As I read Marx and Engels, I couldn’t help but muse on these broad subjects. As Marx discussed Communism, I found myself drawing comparisons between the two. I am opposed to communism. I’d think you’d be hard pressed to find anyone in the US who supports it, but on an economic level, I must admit I did not find it nearly as ridiculous as I thought I would. In class last week, Dr. Lavaque-Manty asked us how we thought resources and rewards should be distributed in a just society. The options were either equally, by merit, or by need. I was in the overwhelming minority in choosing need. I understand the appeal of a meritocracy, but the question got me to thinking why a Wall Street business man’s job is more inherently merit-worthy than a MacDonald’s cashier. Yes, a broker could do a cashier’s job while a cashier couldn’t do a broker’s job, but a broker couldn’t necessarily be a farmer, nor an English teacher, nor a lawyer. I came to the conclusion (and this is merely my personal belief as of this past week, so feel free to disagree) that there is no difference in the merit between two people putting in the same effort and work into a task, be it a cashier or a broker.

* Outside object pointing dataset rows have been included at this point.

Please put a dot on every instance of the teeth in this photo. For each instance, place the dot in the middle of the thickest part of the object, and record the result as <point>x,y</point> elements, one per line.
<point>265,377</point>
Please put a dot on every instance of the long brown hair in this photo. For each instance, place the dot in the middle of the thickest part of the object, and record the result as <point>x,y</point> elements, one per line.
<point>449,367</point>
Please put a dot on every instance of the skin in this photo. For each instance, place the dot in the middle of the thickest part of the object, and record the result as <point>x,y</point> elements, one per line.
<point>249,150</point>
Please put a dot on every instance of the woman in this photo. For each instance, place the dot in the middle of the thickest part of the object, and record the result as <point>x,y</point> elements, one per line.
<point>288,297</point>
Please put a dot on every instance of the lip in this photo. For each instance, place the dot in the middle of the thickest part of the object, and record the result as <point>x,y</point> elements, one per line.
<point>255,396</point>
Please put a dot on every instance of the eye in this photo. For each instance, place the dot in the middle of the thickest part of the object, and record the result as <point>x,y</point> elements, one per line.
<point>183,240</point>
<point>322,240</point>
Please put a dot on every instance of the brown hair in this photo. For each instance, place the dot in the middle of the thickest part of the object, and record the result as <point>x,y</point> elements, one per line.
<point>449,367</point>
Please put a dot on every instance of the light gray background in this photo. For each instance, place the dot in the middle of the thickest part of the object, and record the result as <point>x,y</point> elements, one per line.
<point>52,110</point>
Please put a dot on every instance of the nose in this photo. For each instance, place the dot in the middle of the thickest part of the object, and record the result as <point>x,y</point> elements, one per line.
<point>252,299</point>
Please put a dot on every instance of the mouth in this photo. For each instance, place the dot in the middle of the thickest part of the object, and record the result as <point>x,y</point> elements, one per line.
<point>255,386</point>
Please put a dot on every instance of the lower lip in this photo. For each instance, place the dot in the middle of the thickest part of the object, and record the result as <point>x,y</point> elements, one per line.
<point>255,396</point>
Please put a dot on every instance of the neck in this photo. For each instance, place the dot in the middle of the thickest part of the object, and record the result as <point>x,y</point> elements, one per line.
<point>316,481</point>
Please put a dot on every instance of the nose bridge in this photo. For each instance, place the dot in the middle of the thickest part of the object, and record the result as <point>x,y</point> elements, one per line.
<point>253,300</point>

[But caveman, you don’t have to be a lawyer, as long as you work as hard as one]
So I find myself aligned with neither the capitalists, nor the communists. If it were possible to record the effort by people put into their jobs, I think an hourly wage system would be by far the best, however, this seems impossible, no matter how technologically advanced we get. And in a economic system, where everyone gets paid the same amount no matter how they do (and there is not incentive to overachieve or even work at a satisfactory level, because there is no possible pay increase with a raise), there needs to be a way to monitor effort to pay workers on the basis of hours and effort.
[Garfield: hilarious, yet believe it or not, not the best co-worker. How about “I can… and I will because I won’t get paid if I don’t”?]
However, as I said, it seems highly improbable a technology as such will be invented anytime soon, and I admit I am back where I began from, because without a way of monitoring this, capitalism does seem like the best economic system.